ChatGPT shows remarkable capabilities for machine translation (MT). Several prior studies have shown that it achieves comparable results to commercial systems for high-resource languages, but lags behind in complex tasks, e.g., low-resource and distant-language-pairs translation. However, they usually adopt simple prompts which can not fully elicit the capability of ChatGPT. In this paper, we aim to further mine ChatGPT's translation ability by revisiting several aspects: temperature, task information, and domain information, and correspondingly propose an optimal temperature setting and two (simple but effective) prompts: Task-Specific Prompts (TSP) and Domain-Specific Prompts (DSP). We show that: 1) The performance of ChatGPT depends largely on temperature, and a lower temperature usually can achieve better performance; 2) Emphasizing the task information can further improve ChatGPT's performance, particularly in complex MT tasks; 3) Introducing domain information can elicit ChatGPT's generalization ability and improve its performance in the specific domain; 4) ChatGPT tends to generate hallucinations for non-English-centric MT tasks, which can be partially addressed by our proposed prompts but still need to be highlighted for the MT/NLP community.

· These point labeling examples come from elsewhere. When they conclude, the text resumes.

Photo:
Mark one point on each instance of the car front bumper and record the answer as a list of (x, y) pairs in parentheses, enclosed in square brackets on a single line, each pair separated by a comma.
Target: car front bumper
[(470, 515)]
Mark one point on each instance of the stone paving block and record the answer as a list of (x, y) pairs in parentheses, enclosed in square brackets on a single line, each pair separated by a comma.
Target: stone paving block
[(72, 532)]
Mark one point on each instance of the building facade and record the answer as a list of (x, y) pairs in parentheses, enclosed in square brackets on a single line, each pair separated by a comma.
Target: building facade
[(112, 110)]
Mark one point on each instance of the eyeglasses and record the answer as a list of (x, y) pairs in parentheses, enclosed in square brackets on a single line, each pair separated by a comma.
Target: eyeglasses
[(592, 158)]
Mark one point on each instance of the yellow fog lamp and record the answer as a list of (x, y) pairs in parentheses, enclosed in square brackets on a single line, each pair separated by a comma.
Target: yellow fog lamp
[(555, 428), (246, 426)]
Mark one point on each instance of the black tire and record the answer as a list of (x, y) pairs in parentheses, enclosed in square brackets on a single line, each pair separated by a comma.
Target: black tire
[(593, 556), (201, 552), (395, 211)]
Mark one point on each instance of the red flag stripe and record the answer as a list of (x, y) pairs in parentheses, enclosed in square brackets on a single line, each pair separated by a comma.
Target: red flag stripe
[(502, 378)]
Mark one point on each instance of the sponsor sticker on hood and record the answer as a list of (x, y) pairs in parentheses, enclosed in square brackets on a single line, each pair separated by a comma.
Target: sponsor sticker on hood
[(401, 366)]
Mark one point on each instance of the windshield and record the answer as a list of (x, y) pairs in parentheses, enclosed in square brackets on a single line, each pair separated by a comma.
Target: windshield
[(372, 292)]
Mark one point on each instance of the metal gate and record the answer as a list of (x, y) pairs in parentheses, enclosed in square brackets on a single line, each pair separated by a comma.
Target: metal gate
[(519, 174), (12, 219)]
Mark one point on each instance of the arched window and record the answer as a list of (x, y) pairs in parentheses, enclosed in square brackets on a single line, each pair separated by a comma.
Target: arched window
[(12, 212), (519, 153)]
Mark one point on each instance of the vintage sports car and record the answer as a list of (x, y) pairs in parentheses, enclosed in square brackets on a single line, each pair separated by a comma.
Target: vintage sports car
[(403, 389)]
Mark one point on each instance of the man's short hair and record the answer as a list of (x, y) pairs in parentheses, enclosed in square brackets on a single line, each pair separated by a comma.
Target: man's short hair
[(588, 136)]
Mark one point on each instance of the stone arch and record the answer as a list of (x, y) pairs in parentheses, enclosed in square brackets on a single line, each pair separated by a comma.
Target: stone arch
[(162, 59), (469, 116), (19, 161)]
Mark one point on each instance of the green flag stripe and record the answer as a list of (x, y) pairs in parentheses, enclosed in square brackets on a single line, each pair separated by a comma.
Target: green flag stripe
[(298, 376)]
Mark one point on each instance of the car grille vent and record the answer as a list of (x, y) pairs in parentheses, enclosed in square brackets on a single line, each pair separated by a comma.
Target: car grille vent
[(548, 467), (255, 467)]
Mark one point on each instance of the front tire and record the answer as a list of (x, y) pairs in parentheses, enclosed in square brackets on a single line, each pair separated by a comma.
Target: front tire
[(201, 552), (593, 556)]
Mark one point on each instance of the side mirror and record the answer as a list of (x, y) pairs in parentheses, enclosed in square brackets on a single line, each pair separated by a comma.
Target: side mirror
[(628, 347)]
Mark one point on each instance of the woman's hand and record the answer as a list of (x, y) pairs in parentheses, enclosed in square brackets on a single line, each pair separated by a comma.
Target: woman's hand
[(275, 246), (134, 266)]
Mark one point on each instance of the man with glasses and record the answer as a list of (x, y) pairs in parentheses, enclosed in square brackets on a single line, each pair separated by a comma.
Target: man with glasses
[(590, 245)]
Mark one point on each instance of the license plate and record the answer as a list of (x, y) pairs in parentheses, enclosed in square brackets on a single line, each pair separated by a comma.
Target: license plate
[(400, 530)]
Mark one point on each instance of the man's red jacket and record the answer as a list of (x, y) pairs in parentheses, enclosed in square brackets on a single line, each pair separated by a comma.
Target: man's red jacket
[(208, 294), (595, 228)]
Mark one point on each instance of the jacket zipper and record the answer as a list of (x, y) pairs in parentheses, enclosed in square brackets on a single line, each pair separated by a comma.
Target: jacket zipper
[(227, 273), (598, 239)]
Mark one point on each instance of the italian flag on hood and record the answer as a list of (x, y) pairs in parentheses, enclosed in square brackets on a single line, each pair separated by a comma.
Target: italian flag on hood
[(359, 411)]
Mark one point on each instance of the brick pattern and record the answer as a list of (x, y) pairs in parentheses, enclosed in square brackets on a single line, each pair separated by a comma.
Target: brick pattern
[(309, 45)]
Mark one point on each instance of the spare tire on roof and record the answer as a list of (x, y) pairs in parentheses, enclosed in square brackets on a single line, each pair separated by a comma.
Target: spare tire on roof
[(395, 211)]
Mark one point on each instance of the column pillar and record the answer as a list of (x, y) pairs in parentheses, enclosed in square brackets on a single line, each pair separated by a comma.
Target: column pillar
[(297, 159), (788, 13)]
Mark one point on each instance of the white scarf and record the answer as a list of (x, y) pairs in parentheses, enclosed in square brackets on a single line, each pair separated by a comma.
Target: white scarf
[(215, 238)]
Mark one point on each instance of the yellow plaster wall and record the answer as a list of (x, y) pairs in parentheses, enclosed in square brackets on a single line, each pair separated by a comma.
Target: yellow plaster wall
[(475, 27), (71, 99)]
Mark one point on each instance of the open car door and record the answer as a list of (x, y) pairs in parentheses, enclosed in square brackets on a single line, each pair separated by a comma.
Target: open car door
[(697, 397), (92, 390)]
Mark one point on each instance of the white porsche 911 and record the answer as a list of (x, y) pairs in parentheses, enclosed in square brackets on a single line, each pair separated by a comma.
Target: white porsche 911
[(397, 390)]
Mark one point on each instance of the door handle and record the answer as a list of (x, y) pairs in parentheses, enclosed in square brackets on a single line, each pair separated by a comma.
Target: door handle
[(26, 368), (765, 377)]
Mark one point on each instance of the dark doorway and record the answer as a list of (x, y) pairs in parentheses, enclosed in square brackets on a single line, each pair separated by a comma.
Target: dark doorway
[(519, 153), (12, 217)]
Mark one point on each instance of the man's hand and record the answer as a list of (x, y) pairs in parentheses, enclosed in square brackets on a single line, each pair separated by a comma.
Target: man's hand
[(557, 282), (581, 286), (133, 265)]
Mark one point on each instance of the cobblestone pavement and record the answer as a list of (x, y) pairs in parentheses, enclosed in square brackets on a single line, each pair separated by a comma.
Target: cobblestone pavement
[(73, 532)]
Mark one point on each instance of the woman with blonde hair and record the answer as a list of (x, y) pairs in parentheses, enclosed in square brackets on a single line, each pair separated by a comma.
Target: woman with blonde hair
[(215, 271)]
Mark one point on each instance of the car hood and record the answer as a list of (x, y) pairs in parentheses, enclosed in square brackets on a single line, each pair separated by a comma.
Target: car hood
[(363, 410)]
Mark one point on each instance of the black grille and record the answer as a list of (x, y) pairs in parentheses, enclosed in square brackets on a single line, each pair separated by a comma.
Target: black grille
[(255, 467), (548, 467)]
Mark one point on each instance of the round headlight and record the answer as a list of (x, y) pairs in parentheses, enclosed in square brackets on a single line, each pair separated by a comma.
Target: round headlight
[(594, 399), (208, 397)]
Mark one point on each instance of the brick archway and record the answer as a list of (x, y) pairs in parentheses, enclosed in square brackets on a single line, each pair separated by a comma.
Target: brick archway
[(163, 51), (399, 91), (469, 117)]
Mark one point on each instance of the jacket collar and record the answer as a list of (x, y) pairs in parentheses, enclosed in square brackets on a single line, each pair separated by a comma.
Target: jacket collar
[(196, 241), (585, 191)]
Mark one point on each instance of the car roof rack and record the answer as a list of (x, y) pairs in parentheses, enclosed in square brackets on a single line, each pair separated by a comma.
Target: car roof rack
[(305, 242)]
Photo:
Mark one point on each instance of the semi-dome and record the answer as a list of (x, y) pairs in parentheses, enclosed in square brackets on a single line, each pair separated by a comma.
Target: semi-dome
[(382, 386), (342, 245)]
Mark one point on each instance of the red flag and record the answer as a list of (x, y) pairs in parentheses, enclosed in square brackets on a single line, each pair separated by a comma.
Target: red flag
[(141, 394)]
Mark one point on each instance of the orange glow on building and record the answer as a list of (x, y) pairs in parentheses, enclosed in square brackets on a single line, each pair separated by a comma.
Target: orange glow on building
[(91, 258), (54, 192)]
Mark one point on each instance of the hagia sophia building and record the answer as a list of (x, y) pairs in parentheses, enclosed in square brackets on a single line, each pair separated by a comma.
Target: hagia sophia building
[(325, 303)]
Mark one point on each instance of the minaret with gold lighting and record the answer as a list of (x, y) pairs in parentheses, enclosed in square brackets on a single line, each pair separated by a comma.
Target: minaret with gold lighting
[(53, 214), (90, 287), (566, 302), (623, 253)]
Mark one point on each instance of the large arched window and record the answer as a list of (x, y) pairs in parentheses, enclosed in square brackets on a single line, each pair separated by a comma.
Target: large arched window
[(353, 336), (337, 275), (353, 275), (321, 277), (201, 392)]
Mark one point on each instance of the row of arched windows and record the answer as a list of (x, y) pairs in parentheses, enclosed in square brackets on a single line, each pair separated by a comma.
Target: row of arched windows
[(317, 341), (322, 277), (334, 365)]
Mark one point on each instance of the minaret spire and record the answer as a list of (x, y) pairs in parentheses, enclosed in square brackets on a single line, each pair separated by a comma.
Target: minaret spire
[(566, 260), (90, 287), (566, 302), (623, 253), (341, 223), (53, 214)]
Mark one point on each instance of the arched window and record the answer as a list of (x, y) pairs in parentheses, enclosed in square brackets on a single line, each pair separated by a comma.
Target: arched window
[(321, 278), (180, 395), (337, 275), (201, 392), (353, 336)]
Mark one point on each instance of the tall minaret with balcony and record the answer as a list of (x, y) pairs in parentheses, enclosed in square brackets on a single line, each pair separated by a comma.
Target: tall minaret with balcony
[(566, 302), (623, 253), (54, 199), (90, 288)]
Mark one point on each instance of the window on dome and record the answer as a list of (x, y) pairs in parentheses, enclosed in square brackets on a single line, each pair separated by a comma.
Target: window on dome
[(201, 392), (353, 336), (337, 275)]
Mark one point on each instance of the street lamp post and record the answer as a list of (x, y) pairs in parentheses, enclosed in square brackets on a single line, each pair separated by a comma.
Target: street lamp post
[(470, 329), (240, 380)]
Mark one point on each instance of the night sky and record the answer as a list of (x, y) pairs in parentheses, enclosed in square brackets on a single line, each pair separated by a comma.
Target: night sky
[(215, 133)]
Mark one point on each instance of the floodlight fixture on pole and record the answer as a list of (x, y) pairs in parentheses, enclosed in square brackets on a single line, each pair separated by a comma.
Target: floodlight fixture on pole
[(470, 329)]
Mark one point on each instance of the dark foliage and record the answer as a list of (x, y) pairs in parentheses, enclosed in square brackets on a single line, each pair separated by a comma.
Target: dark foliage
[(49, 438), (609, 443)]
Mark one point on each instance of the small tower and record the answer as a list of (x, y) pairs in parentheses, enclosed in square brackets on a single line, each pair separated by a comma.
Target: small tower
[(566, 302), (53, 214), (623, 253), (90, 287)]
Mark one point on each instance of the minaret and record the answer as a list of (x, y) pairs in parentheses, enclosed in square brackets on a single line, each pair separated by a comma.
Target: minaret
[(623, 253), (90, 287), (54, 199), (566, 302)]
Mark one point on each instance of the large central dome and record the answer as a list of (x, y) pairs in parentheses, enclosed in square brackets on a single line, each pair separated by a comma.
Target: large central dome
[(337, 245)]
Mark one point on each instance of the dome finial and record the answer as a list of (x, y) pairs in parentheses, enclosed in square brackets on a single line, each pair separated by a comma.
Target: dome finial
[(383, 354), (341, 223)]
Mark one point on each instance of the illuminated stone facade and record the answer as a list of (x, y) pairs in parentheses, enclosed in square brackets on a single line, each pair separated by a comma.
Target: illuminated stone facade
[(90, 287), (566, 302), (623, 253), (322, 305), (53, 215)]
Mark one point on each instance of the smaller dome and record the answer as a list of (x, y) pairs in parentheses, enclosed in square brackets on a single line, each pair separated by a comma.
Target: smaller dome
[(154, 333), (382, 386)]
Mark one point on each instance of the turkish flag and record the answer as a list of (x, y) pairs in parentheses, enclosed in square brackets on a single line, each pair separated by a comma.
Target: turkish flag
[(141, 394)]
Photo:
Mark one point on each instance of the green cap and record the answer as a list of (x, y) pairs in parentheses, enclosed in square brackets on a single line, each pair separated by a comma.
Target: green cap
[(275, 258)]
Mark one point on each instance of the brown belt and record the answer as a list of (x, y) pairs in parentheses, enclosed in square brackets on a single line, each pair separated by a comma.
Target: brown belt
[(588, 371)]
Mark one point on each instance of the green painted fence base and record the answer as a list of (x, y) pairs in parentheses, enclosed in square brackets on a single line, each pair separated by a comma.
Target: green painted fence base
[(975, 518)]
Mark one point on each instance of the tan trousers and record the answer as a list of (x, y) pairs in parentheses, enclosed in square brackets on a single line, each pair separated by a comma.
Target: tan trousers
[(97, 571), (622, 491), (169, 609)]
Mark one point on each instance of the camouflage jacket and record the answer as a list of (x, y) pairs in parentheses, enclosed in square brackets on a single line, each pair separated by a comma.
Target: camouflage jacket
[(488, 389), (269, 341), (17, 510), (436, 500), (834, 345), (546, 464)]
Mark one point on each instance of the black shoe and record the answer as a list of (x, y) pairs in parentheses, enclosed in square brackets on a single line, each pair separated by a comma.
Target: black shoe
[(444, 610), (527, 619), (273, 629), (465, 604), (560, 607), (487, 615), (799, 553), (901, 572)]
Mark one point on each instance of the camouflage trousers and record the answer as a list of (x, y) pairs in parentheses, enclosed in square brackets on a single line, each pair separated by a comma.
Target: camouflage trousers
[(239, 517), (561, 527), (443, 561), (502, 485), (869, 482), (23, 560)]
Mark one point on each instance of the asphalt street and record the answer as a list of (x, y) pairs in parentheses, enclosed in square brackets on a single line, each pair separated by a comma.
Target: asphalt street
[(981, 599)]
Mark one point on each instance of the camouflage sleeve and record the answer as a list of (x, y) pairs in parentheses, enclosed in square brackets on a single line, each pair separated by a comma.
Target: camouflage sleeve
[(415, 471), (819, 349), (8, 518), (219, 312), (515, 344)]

We also explore the effects of advanced in-context learning strategies and find a (negative but interesting) observation: the powerful chain-of-thought prompt leads to word-by-word translation behavior, thus bringing significant translation degradation.
Paper Structure (27 sections, 3 figures, 10 tables)

This paper contains 27 sections, 3 figures, 10 tables.

Figures (3)

  • Figure 1: The relationship between temperature and ChatGPT's performance (in terms of COMET scores) when translating from English to other languages.
  • Figure 2: The relationship between temperature and ChatGPT's performance (in terms of BLEU scores) when translating from English to other languages.
  • Figure 3: Number of Post-Edited sentences in non-English-centric language pairs, where a higher value means the translation contains more hallucinations. RO represents the translation for ZH$\Rightarrow$RO, while ZH represents the translation for ZH$\Rightarrow$RO.